"WebRTC Series" actual combat web end supports h265 hard solution

1. Background

The demand for real-time preview of H.265 on the web has always existed, but because Chrome itself did not support H.265 hard decoding before, and the soft decoding performance consumes a lot, it can only support one playback, so this demand was shelved.

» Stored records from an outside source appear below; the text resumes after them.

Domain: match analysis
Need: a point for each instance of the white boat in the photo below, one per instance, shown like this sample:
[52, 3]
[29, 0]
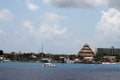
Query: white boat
[48, 65]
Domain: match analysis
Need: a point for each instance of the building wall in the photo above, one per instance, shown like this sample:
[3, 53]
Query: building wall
[108, 51]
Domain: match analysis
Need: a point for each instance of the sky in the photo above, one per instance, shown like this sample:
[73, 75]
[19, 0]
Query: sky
[62, 26]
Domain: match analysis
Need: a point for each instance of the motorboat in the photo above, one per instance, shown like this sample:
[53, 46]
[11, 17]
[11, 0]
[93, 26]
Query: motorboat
[48, 65]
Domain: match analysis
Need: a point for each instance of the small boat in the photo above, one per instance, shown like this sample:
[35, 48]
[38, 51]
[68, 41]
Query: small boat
[48, 65]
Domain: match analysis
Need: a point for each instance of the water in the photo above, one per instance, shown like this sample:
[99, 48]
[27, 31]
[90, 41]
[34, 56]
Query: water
[35, 71]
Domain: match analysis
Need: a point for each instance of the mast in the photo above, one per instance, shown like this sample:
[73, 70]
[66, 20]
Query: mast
[42, 48]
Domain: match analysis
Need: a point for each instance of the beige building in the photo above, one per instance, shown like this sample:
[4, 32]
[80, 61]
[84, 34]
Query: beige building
[86, 52]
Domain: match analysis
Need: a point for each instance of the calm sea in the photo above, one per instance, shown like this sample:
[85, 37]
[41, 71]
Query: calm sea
[35, 71]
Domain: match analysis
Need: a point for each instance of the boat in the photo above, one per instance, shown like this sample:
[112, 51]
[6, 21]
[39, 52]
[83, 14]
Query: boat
[48, 65]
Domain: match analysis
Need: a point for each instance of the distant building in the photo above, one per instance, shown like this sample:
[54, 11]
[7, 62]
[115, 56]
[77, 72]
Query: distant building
[108, 51]
[86, 52]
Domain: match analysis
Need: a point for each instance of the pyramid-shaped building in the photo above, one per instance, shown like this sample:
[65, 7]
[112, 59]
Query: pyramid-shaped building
[86, 51]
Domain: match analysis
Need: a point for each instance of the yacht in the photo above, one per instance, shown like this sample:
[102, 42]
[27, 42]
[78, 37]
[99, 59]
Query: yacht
[48, 65]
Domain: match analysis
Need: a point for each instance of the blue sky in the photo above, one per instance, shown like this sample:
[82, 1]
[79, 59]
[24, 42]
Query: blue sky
[63, 26]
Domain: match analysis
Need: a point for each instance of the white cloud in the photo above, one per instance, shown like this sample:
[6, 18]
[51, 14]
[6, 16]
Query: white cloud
[31, 6]
[46, 30]
[74, 3]
[114, 4]
[109, 24]
[6, 15]
[51, 18]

In September last year, Chrome released the M106 version, which enabled H.265 hard decoding by default, making it feasible for real-time preview to support H.265 hard decoding.

However, the video encoding formats supported by WebRTC itself only include VP8, VP9, ​​H.264, and AV1, not H.265. According to the 2023 WebRTC Next Version Use Cases released by w3c, there is no sign of supporting H.265 in the near future, so I decided to implement WebRTC's support for H.265 by myself.

2、DataChannel

Background Speaking of chrome supports h265 hard solution, but WebRTC does not support direct transmission of h265 video stream. But this limitation can be bypassed through datachannel .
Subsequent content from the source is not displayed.